Both SEH and SSH are surgical emergencies. Operative treatment is directed toward relief of local pressure and repair of any underlying defect. Laminectomy with evacuation of the clot should be performed as soon as possible. The prognosis for recovery is better when the preoperative deficits are not severe; timing of surgery appears less important (Börm et al., 2004).

References

Anson J.A., Spetzler R.F. Spinal dural arteriovenous malformations. In: Awad I.A., Barrow D.L. Dural arteriovenous malformations. Park Ridge, Il: American Association of Neurological Surgeons; 1993:175-193.

Börm W., Mohr K., Hassepass U., et al. Spinal hematoma unrelated to previous surgery. Analysis of 15 consecutive cases treated in a single institution with a 10-year period. Spine. 2004;29:E555-E561.

Ishizawa K., Komori T., Shimada T., et al. Hemodynamic infarction of the spinal cord: involvement of the gray matter plus the border-zone between the central and peripheral arteries. Spinal Cord. 2005;43:306-310.

Kumral E., Polat F., Güllüoglu H., et al. Spinal ischaemic stroke: clinical and radiological findings and short-term outcome. Eur J Neurol. 2010. 10.1111/j.1468-1331.2010.02994 (Published Online 8 Apr 2010)

Luetmer P.H., Lane J.I., Gilbertson J.R., et al. Preangiographic evaluation of spinal dural arteriovenous fistulas with elliptic centric contrast-enhanced MR angiography and effect on radiation dose and volume of iodinated contrast material. AJNR Am J Neuroradiol. 2005;26:711-718.

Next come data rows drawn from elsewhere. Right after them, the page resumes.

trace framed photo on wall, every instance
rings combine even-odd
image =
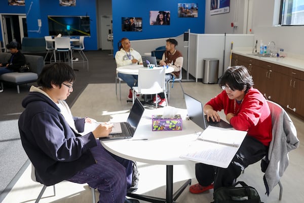
[[[178,17],[180,18],[197,18],[199,6],[197,3],[180,3],[177,5]]]
[[[9,0],[9,6],[25,6],[24,0],[16,1],[16,0]]]
[[[210,15],[229,13],[230,0],[211,0]]]
[[[150,25],[169,25],[169,11],[150,11]]]
[[[76,6],[76,0],[59,0],[61,6]]]
[[[122,30],[124,31],[142,31],[142,18],[137,17],[122,17]]]

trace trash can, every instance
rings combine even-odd
[[[218,59],[204,58],[203,63],[203,83],[217,83],[218,75]]]

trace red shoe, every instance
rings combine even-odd
[[[130,89],[130,91],[129,92],[129,96],[128,96],[128,98],[130,100],[132,99],[133,98],[133,94],[132,94],[133,90],[132,89]]]
[[[162,107],[165,107],[167,106],[167,103],[166,102],[166,99],[162,98],[161,100],[161,101],[158,104],[159,106],[161,106]]]
[[[193,194],[199,194],[210,189],[213,189],[213,183],[206,187],[202,186],[198,183],[190,186],[189,191]]]
[[[162,98],[161,96],[158,94],[157,95],[157,103],[160,102],[162,100]],[[156,99],[155,99],[155,96],[153,97],[153,104],[156,104]]]

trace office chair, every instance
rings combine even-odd
[[[60,53],[65,52],[65,54],[70,54],[68,56],[68,63],[71,64],[71,66],[73,67],[73,54],[72,49],[71,49],[71,44],[70,38],[67,37],[55,37],[55,49],[54,50],[54,55],[55,57],[55,62],[57,61],[55,52],[59,53],[59,61],[60,59]],[[64,55],[64,62],[66,62],[65,55]]]
[[[268,154],[261,161],[261,170],[264,173],[263,179],[267,194],[269,195],[278,184],[279,199],[281,200],[283,186],[280,179],[288,165],[288,153],[298,147],[299,140],[295,127],[285,110],[273,101],[267,100],[267,103],[271,114],[273,138]]]
[[[33,181],[37,182],[37,181],[36,179],[36,176],[35,175],[35,168],[34,167],[34,166],[31,163],[31,178],[33,180]],[[41,199],[41,197],[42,197],[43,193],[44,193],[45,191],[46,190],[47,187],[47,186],[46,185],[43,185],[42,189],[40,191],[40,193],[38,195],[38,196],[37,197],[37,198],[36,199],[36,200],[35,201],[35,203],[38,203],[39,202],[39,201],[40,201],[40,199]],[[56,190],[55,188],[55,185],[53,185],[53,190],[54,190],[54,196],[55,196],[56,195]],[[92,203],[96,203],[96,197],[95,197],[95,189],[91,187],[91,192],[92,193]]]
[[[80,36],[79,37],[79,42],[75,42],[78,43],[77,45],[75,45],[73,43],[73,46],[71,47],[72,51],[74,50],[78,51],[79,55],[82,58],[81,60],[78,60],[78,61],[74,61],[74,63],[81,62],[83,63],[83,67],[85,67],[85,63],[87,63],[87,70],[89,71],[89,60],[87,58],[87,56],[85,54],[83,50],[85,49],[85,43],[84,43],[84,36]]]
[[[49,53],[52,53],[52,55],[50,58],[50,63],[51,63],[52,58],[53,58],[53,56],[54,56],[54,50],[55,49],[53,42],[52,41],[53,39],[52,36],[45,36],[45,39],[46,40],[46,50],[47,50],[48,52],[45,56],[44,61],[45,63],[48,55]]]
[[[139,69],[138,87],[133,87],[133,104],[134,104],[136,94],[155,94],[155,98],[157,98],[158,93],[164,92],[167,106],[168,106],[165,82],[165,71],[166,69],[163,67]],[[156,106],[157,109],[157,102]]]
[[[167,89],[168,92],[168,100],[170,100],[170,83],[171,82],[172,82],[172,88],[173,88],[173,83],[178,81],[179,82],[179,84],[180,85],[180,87],[181,88],[181,90],[182,90],[182,95],[184,95],[184,91],[182,88],[182,86],[181,85],[181,79],[182,79],[182,67],[180,69],[180,71],[179,72],[179,77],[178,78],[175,78],[174,80],[171,79],[169,80],[167,82]]]

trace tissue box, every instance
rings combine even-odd
[[[181,130],[182,120],[180,114],[174,118],[162,118],[161,115],[152,116],[152,131]]]

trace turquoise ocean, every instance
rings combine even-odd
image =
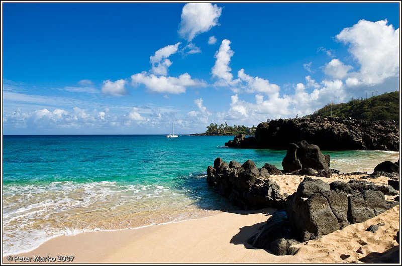
[[[232,136],[4,136],[3,255],[63,234],[139,228],[233,209],[207,168],[253,160],[282,168],[285,151],[228,148]],[[341,173],[372,172],[398,152],[323,151]],[[285,178],[284,177],[284,178]]]

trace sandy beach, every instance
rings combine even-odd
[[[325,182],[347,182],[361,176],[334,176]],[[283,192],[295,191],[303,176],[271,176]],[[380,177],[369,180],[386,183]],[[393,196],[386,196],[391,200]],[[223,198],[223,200],[224,200]],[[247,239],[275,210],[222,212],[201,219],[153,225],[135,229],[94,231],[51,239],[26,253],[34,256],[74,256],[73,262],[118,263],[395,263],[399,248],[395,235],[399,230],[399,206],[360,223],[299,245],[293,255],[276,256],[247,243]],[[378,231],[366,231],[371,224],[383,222]],[[355,252],[361,247],[363,254]],[[21,258],[23,259],[23,258]],[[6,257],[3,263],[8,263]]]

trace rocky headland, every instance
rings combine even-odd
[[[266,224],[251,236],[248,243],[276,255],[293,254],[300,242],[364,222],[398,204],[399,161],[381,163],[368,175],[364,175],[366,173],[343,174],[361,175],[361,179],[347,182],[329,183],[312,177],[328,179],[338,175],[339,171],[330,169],[330,165],[329,155],[323,155],[318,146],[303,140],[288,144],[282,170],[269,164],[258,168],[251,160],[242,165],[235,161],[228,164],[218,158],[213,167],[208,167],[207,180],[210,186],[217,187],[223,196],[242,209],[277,209]],[[292,175],[288,178],[293,179],[295,176],[305,176],[291,195],[282,194],[271,176],[284,174]],[[384,176],[389,178],[388,184],[362,180]],[[382,225],[372,224],[367,230],[375,232]]]
[[[279,119],[263,122],[254,137],[236,136],[225,146],[240,148],[286,149],[303,140],[328,151],[399,151],[399,125],[336,117]]]

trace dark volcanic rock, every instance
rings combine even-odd
[[[303,168],[328,170],[330,156],[324,156],[317,145],[302,141],[296,144],[289,144],[286,156],[282,161],[282,166],[284,173],[293,172]],[[306,174],[312,175],[312,173]]]
[[[380,223],[378,224],[372,224],[366,230],[366,231],[370,231],[373,233],[375,233],[378,230],[378,227],[380,226],[382,226],[383,225],[385,225],[385,224],[384,223]]]
[[[266,168],[258,168],[250,160],[242,165],[235,161],[228,165],[220,158],[215,159],[214,166],[207,169],[207,182],[219,188],[221,194],[233,205],[246,210],[283,208],[285,195],[269,179]]]
[[[352,181],[328,184],[305,178],[286,201],[286,212],[296,239],[315,239],[365,221],[391,207],[383,193],[389,193],[388,186]]]
[[[383,192],[389,192],[386,186],[351,181],[328,184],[306,177],[296,192],[286,198],[285,211],[274,213],[249,243],[276,255],[293,254],[297,248],[291,245],[297,241],[317,239],[366,221],[398,204],[385,201]],[[382,225],[372,225],[369,230],[375,231]]]
[[[378,164],[374,169],[374,172],[386,172],[387,173],[398,173],[399,166],[397,165],[390,162],[385,161],[382,163]]]
[[[391,186],[395,190],[399,190],[399,180],[388,179],[388,185]]]
[[[348,220],[350,223],[364,222],[387,210],[384,194],[364,190],[348,197]]]
[[[299,170],[296,170],[290,173],[286,173],[286,175],[294,175],[295,176],[317,176],[317,171],[308,167],[307,168],[303,168]]]
[[[387,121],[367,122],[339,117],[279,119],[260,123],[254,137],[238,136],[225,145],[286,149],[289,143],[302,140],[328,151],[398,151],[399,126]]]
[[[298,146],[294,143],[291,143],[287,146],[286,155],[282,161],[284,172],[288,173],[303,168],[301,163],[297,159],[297,150],[298,148]]]
[[[247,241],[255,247],[264,248],[275,255],[292,255],[297,248],[291,246],[299,242],[292,238],[289,220],[284,210],[276,211]]]

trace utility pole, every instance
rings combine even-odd
[[[332,102],[331,102],[331,117],[332,117]]]

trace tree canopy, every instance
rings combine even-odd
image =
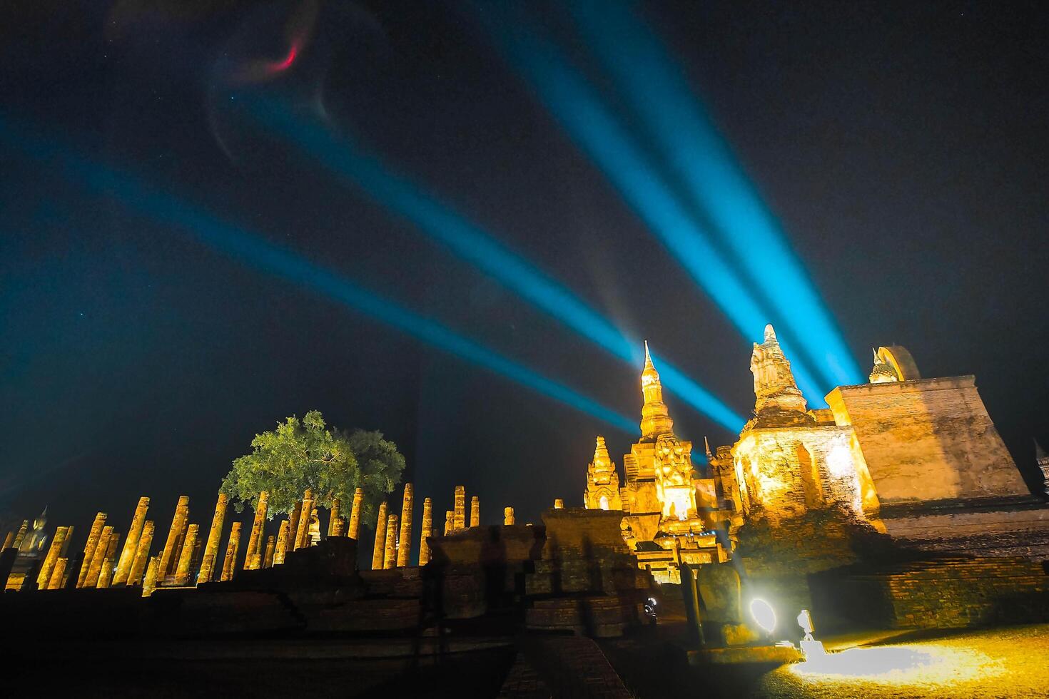
[[[302,420],[292,416],[277,429],[255,435],[250,454],[233,460],[219,493],[236,510],[254,506],[262,490],[270,494],[267,517],[291,512],[306,488],[322,507],[335,498],[348,516],[354,492],[364,488],[361,522],[370,526],[379,503],[401,482],[404,457],[381,432],[328,428],[320,411]]]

Masson C., Pruvo J.P., Meder J.F., et al. Spinal cord infarction: clinical and magnetic resonance imaging findings and short-term outcome. J Neurol Neurosurg Psychiatry. 2004;75:1431-1435.

Nedeltchev K., Loher T.J., Stepper F., et al. Long-term outcome of acute spinal cord ischemia syndrome. Stroke. 2004;35:560-565.

Novy J., Carruzzo A., Maeder P., et al. Spinal cord ischemia: clinical and imaging patterns, pathogenesis, and outcomes in 27 patients. Arch Neurol. 2006;63:1113-1120.

Restrepo L., Guttin J.F. Acute spinal cord ischemia during aortography treated with intravenous thrombolytic therapy. Tex Heart Inst J. 2006;33:74-77.

Saraf-Lavi E., Bowen B.C., Quencer R.M., et al. Detection of spinal dural arteriovenous fistula with MRI and contrast-enhanced MR angiography: sensitivity, specificity, and prediction of vertebral level. AJNR Am J Neuroradiol. 2002;23:858-867.

Thurnher M.M., Bammer R. Diffusion-weighted MR imaging (DWI) in spinal cord ischemia. Neuroradiology. 2006;48(11):795-801.

Weidauer S., Nichtweiss M., Lanfermann H., et al. Spinal cord infarction: MR imaging and clinical features in 16 cases. Neuroradiology. 2002;44(10):851-857.